The Port Authority of New York & New Jersey also is investigating Century Waste Services to learn how it scored $2.7 million in contracts since 2014.




Century Waste’s headquarters are located in Elizabeth, New Jersey, on property owned by Frank Savino, the father of the current owner of Century, raising questions about to what extent Frank Savino may be involved in an industry that BIC expressly barred him from in 1998 as part of a plea agreement with the Manhattan district attorney.

Savino got caught up in a major crackdown of the New York Mafia's influence and corruption of the private waste hauling business, as ProPublica reported. The probe found that he had employed Vito Pesce, an alleged associate of the Gambino crime family, as director of operations. (An uncle of the current owner also was banned.)

Pesce admitted during testimony that he “had a close relationship” with reputed Gambino member Joseph C. Gallo, according to BIC records. Gallo’s late father, Joseph N. Gallo, was once the Gambino crime family’s consigliere until Salvatore (Sammy The Bull) Gravano replaced him following the 1985 assassination of Paul Castellano. Pesce testified that he used his friendship with the younger Gallo “to obtain waste removal accounts for the Savino companies,” according to a 2015 BIC report.

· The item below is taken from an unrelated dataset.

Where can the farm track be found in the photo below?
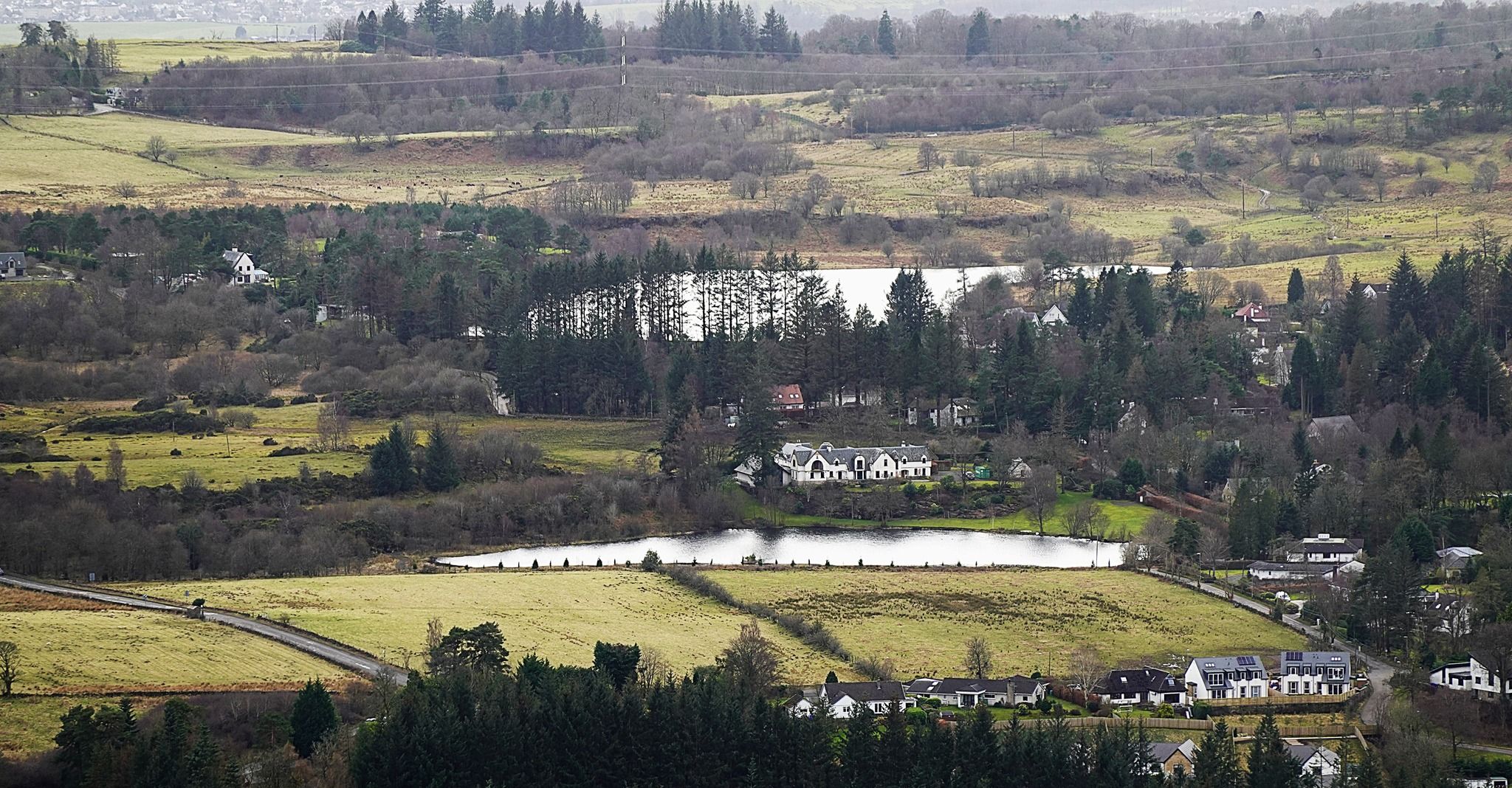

Savino and "other members of his family" ran several trash hauling companies in New York City two decades ago. "In the late 1990s, as part of a racketeering case brought by the Manhattan DA’s office, prosecutors charged Savino with conspiracy to form a monopoly. Savino eventually pleaded guilty to a misdemeanor — criminal facilitation. In order to sell the family companies, he agreed to a lifetime ban from the private trash industry," ProPublica reported.

The probes of Century Waste Services follow BIC's emergency suspension last week of Bronx-based Sanitation Salvage, another carting company, which was involved in two deadly crashes since November 2017. Sanitation Salvage's record also includes some 58 collisions involving its trucks since March 2016.

New York City's BIC has conducted several organized crime investigations in recent years, including the 2010 murder of Luchese associate James Donovan for which Luigi Grasso and Richard Riccardi were found guilty and given heavy prison time. They were convicted primarily because of the testimony of another wiseguy who flipped -- and was the one who actually fired the shot that killed Donovan in what was allegedly supposed to have been a robbery. (While in jail  Grasso actually saved another inmate's life while awaiting sentencing for a gun charge. You can't make this stuff up, honestly.)

And despite law enforcement's efforts to keep mobsters out of New York's sanitation business, in 2013, the FBI and NYPD rounded up mobsters connected to three of New York's five crime families in a series of predawn raids based on indictments charging extortion and other federal crimes related to the garbage-hauling business.